Illumination Normalization in Face Recognition Using DCT and Supporting Vector Machine (SVM)

(1)

Illumination Normalization in Face Recognition Using DCT and Supporting Vector Machine (SVM)

1 Yun-Wen Wang (王詠文), ² Wen-Yu Wang (王文昱), ²Chiou-Shann Fuh (傅楸善)

1

Graduate Institute of Electronics Engineering, National Taiwan University, Taiwan

2

Graduate Institute of Biomedical Electronics and Bioinformatics,

National Taiwan University, Taiwan

E-mail: [email protected] , [email protected]

ABSTRACT

Face recognition has become a popular identification technique to perform human identity verification. By using the feature extraction methods and dimensionality reduction techniques in the pattern recognition applications, a number of facial recognition systems have been produced with distinct measure of success.

However, variation in the illumination of face images makes it hard to recognize faces correctly in real life. As a result, this paper provides a pre-processing method on each face images. Also, Principle Component Analysis (PCA) and the SVMs are used to extract feature vector exactly and to classify them into a group accurately.

Keywords Face Recognition, Illumination Normalization, DCT (Discrete Cosine Transformation), SVM (Support Vector Machine), PCA (Principle Components Analysis)

1. INTRODUCTION

Face recognition has received a great deal of attention from the scientific and industrial communities over the past several decades owing to its wide range of applications in information security and access control, law enforcement, and so on. Due to its relevance for many applications, face recognition is well-studied.

However, making recognition more reliable under uncontrolled lighting conditions is one of the most important challenges for practical face recognition systems. In this study, we would focus on preprocession for difficult lighting conditions. As a result, the preprocession of face recognition can be partitioned as three parts: face normaliztion, feature extration, and feature classification.
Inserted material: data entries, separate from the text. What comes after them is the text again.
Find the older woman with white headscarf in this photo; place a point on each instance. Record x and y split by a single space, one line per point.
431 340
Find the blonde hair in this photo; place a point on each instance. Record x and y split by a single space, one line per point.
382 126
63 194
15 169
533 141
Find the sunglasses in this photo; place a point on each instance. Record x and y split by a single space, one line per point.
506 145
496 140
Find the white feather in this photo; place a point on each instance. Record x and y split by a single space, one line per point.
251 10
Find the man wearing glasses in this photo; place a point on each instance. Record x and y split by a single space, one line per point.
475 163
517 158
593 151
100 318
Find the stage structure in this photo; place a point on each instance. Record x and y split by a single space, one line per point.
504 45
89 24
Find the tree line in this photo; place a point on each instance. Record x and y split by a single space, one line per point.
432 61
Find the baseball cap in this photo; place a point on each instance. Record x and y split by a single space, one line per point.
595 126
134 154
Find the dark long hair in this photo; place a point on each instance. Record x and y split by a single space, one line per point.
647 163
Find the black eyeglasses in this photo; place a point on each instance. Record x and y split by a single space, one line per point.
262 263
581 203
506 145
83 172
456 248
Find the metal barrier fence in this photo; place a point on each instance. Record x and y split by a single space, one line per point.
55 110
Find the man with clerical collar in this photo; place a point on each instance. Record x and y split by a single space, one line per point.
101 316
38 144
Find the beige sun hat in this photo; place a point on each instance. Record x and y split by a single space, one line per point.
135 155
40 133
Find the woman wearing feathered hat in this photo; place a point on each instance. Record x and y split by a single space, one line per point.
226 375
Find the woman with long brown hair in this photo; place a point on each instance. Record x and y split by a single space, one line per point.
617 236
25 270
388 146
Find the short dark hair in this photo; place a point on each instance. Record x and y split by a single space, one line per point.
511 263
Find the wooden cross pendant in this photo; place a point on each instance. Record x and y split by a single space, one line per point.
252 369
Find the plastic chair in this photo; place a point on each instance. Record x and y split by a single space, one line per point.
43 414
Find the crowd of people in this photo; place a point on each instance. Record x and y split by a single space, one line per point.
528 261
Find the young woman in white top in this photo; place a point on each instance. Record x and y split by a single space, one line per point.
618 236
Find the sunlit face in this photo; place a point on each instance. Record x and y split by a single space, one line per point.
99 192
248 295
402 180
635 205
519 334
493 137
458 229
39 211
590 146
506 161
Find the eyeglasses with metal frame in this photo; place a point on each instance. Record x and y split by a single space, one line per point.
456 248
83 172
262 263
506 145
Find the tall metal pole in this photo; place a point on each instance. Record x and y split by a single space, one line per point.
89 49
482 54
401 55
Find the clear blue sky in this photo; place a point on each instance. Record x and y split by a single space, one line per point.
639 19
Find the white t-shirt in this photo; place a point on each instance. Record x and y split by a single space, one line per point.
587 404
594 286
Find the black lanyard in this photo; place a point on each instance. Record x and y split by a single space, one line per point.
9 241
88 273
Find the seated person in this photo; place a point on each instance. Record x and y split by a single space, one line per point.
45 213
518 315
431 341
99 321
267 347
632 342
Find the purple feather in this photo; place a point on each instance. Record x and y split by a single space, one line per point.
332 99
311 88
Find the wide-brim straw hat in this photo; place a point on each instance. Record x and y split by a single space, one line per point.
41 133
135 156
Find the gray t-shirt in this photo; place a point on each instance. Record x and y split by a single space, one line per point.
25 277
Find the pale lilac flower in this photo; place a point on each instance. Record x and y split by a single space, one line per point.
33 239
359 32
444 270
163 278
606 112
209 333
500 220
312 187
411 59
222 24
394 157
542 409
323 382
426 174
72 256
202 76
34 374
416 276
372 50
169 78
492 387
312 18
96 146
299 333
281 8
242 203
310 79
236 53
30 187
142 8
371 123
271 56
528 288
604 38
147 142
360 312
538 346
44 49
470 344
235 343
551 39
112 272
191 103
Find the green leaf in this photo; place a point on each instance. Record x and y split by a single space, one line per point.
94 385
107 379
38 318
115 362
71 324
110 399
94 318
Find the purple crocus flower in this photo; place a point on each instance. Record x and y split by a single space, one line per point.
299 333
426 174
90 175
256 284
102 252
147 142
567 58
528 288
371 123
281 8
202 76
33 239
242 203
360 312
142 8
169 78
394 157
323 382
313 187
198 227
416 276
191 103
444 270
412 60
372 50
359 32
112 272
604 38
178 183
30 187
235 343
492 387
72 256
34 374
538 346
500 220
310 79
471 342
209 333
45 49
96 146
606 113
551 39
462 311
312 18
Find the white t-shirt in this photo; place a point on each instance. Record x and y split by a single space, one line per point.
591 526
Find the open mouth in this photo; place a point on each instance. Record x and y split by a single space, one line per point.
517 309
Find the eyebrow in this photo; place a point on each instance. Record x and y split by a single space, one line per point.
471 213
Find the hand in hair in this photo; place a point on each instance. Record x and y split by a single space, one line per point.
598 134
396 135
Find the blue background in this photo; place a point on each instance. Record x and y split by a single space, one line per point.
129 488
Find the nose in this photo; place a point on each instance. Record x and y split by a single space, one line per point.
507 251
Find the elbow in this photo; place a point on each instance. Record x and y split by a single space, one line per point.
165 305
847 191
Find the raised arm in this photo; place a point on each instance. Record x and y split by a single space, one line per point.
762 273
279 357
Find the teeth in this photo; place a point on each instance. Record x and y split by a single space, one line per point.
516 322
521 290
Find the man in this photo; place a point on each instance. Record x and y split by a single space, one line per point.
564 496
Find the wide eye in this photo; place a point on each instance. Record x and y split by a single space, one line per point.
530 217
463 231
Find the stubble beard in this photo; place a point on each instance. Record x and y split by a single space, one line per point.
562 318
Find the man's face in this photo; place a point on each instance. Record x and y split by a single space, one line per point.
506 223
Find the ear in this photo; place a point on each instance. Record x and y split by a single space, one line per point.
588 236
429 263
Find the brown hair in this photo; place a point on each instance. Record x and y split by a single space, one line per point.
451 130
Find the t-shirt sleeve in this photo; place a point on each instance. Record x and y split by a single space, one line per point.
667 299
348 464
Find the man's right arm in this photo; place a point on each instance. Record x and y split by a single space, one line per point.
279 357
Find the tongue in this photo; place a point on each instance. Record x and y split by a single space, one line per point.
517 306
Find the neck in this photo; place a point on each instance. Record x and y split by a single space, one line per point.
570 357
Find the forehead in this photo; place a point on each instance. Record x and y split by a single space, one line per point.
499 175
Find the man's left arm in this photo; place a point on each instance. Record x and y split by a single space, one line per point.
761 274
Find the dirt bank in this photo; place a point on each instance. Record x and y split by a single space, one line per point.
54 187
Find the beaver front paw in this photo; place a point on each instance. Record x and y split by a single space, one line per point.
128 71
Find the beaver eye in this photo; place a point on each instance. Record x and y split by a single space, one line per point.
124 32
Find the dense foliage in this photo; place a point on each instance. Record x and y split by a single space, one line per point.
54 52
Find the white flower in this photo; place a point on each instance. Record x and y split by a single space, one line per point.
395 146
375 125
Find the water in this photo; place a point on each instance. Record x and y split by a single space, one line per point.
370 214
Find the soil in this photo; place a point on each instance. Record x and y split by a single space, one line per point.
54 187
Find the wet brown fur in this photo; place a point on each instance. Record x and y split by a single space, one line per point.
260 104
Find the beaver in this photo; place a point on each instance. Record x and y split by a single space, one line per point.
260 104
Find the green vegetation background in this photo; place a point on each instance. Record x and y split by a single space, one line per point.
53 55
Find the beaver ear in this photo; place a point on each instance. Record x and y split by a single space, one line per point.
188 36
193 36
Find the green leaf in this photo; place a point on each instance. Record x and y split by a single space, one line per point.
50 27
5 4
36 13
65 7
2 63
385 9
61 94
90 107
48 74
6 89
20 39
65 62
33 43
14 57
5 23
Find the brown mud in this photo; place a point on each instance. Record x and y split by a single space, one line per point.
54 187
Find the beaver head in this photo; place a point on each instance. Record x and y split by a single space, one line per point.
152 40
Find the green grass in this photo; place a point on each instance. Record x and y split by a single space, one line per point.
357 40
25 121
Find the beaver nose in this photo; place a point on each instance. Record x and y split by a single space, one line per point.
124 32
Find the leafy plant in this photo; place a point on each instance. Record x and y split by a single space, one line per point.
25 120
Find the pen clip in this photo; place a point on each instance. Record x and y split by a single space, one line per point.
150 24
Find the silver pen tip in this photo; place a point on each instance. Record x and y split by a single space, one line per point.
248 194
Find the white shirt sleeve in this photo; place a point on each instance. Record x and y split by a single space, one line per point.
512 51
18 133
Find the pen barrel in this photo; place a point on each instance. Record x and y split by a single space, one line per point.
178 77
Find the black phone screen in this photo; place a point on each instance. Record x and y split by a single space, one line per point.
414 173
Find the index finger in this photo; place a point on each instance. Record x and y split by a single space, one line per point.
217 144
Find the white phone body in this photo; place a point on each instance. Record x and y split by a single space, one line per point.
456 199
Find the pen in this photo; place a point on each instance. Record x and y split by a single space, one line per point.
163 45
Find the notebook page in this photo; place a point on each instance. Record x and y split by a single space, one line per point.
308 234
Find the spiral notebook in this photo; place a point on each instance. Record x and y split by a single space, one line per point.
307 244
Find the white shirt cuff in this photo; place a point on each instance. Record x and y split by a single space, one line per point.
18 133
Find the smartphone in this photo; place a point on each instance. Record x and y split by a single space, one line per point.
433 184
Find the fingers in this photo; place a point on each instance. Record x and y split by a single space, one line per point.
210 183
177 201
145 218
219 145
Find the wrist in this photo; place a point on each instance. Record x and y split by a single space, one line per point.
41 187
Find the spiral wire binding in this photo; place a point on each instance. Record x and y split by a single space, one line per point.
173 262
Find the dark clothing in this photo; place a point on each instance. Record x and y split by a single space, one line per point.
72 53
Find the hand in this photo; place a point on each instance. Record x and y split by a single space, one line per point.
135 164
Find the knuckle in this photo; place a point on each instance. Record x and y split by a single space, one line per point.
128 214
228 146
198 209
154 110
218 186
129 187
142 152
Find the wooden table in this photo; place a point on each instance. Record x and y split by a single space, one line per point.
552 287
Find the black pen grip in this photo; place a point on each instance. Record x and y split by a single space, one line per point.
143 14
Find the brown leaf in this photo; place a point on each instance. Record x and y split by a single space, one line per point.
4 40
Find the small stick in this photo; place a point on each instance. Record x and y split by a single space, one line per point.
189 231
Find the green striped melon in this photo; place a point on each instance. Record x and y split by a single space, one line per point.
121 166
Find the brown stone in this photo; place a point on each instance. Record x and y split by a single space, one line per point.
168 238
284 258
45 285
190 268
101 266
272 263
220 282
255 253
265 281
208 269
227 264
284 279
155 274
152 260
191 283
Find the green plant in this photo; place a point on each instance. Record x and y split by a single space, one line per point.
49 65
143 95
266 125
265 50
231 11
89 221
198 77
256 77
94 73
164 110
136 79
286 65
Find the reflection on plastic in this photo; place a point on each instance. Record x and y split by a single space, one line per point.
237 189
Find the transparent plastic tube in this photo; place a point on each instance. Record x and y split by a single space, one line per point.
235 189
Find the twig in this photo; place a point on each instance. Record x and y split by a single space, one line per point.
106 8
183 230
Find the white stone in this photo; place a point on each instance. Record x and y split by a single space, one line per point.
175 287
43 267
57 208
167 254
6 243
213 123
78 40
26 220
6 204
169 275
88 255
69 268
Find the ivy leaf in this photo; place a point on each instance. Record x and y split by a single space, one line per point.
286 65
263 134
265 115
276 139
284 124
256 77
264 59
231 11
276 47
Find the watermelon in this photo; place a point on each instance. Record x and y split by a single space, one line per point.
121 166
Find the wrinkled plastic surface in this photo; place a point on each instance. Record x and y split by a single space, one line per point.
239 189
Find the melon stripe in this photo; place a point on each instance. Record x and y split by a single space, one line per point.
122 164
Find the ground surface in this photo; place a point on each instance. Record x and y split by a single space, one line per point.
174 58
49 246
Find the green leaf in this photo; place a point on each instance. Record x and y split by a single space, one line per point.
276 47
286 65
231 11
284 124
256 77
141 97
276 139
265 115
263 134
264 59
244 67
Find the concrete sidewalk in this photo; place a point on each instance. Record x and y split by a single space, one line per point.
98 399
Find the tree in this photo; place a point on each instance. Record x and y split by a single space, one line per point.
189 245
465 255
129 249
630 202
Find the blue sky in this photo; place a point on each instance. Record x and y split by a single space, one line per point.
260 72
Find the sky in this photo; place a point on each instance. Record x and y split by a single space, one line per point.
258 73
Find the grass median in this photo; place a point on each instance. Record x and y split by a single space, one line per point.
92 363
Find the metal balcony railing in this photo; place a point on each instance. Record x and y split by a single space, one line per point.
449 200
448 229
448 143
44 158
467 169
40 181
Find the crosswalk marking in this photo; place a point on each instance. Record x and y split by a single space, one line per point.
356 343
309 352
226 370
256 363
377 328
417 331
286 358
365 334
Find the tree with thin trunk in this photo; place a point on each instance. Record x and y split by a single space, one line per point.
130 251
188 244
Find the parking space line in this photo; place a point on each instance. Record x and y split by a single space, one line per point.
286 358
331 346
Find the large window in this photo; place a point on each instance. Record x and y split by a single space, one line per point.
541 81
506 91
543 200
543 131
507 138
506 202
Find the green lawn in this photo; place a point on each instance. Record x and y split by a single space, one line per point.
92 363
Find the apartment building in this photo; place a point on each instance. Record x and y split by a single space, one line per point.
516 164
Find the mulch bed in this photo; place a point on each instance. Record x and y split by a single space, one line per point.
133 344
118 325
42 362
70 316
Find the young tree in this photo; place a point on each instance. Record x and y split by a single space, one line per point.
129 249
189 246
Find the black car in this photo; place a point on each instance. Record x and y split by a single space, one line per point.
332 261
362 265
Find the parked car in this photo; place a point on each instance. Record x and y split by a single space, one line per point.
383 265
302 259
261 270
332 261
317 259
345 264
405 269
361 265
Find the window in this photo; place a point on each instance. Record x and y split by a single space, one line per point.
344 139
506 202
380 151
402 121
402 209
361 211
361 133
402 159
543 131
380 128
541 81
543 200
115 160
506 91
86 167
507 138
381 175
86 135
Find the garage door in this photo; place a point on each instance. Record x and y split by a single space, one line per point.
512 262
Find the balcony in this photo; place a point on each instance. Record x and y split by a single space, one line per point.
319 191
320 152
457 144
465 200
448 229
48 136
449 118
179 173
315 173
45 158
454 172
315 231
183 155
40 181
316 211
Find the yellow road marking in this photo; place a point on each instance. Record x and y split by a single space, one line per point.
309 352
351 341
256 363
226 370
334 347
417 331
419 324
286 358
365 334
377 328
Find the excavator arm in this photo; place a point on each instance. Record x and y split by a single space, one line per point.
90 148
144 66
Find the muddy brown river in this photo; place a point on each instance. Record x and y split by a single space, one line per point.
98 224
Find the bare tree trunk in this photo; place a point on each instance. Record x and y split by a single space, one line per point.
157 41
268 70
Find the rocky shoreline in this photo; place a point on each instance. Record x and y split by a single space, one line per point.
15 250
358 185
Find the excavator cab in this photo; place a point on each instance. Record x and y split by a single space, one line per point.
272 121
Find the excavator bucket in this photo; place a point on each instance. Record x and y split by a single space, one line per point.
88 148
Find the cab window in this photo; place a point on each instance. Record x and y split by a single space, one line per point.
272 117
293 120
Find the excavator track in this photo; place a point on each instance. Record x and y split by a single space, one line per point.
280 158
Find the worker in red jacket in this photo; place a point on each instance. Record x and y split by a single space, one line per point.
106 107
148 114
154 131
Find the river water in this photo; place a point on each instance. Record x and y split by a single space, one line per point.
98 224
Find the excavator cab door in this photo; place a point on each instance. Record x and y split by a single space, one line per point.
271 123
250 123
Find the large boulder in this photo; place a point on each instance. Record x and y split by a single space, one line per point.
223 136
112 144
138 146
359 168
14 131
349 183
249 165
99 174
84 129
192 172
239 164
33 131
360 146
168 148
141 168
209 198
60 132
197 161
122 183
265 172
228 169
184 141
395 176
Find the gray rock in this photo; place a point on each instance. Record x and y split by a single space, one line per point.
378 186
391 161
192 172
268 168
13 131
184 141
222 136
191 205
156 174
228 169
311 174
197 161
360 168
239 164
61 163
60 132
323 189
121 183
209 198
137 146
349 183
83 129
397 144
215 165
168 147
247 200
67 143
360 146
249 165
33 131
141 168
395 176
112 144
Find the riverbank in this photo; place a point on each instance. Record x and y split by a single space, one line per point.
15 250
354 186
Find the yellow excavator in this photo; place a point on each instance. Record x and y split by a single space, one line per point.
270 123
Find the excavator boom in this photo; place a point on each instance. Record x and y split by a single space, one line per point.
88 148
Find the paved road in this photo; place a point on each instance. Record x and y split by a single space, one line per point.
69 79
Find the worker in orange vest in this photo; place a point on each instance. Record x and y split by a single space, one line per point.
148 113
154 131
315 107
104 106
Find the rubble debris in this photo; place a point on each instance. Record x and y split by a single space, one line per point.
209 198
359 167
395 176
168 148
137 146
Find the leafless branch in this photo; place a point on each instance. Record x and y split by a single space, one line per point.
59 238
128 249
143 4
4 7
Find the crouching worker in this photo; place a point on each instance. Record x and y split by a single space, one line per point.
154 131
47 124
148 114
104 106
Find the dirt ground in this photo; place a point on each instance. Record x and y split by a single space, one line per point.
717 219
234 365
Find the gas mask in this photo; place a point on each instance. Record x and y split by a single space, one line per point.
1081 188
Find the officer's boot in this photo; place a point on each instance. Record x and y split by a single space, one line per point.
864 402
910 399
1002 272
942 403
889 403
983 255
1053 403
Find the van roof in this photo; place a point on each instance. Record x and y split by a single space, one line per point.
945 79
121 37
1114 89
In this study, we used DCT, Discrete Cosine Transformation, for face normaliztion on illumination as image preprocession. We adjucted the coeddicients of DCT to eliminate the effect of difficult and different lighting conditions, and evaluate the quality of face images. After modifying images to well-lit conditions,

we performed PCA, Principal Component Analysis, for feature extraction and SVM, Support Vector Machine, for feature classificaition respectively. In the rest part of this section, we would discuss these three parts in this section respectively.

1.1 Face Normalization

Face normalization is a crucial issue in face recognition.

After detecting facial images, the images should be preprocessed for further analysis. In face recognition, we have a training set of images which contain feature (Eigen) vectors of different person’s images as well as a number of images of the same person keeping different expressions on the face and images taken from different angles. To handle the different conditions, before feature extraction, it is important to normalize each image.

The methods proposed for face recognition mostly can only work under the well-lit condition.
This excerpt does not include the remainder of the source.